Re: SetDelayed
- To: mathgroup at smc.vnet.net
- Subject: [mg92896] Re: [mg92875] SetDelayed
- From: Bob Hanlon <hanlonr at cox.net>
- Date: Fri, 17 Oct 2008 05:24:19 -0400 (EDT)
- Reply-to: hanlonr at cox.net
Restrict f to only numerical arguments
f[x_?NumericQ] := NIntegrate[(x - Cos[y])/
(1 + x^2 - 2*x*Cos[y])^1.5, {y, 0, Pi}];
Plot[f[x], {x, 0, 2}, Exclusions -> 1]
Or evaluate symbolically
f2[x_] = Assuming[{x > 0},
Integrate[(x - Cos[y])/
(1 + x^2 - 2*x*Cos[y])^(3/2), {y, 0, Pi},
GenerateConditions -> False]] // Simplify
((x + 1)*EllipticE[(4*x)/(x + 1)^2] +
(x - 1)*EllipticK[(4*x)/(x + 1)^2])/(x*(x^2 - 1))
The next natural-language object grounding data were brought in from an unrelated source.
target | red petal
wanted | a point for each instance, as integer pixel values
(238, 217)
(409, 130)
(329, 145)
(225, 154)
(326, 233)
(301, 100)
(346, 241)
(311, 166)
Plot[f2[x], {x, 0, 2}, Exclusions -> 1]
Bob Hanlon
---- Itzhak <shechtma at netvision.net.il> wrote:
=============
Why does Mathematica reply with:
.."Integrand [(x-Cos[y])/(1+x^2-2*x*Cos[y])^1.5 is not numerical at {y}={1.5708}", to the following:
Clear[f]
f[x_]:=NIntegrate[(x-Cos[y])/(1+x^2-2*x*Cos[y])^1.5,{y,0,Pi}];
Plot[Evaluate[f[x],{x,0,2}]
How should it be written?
Thank you.
--
Bob Hanlon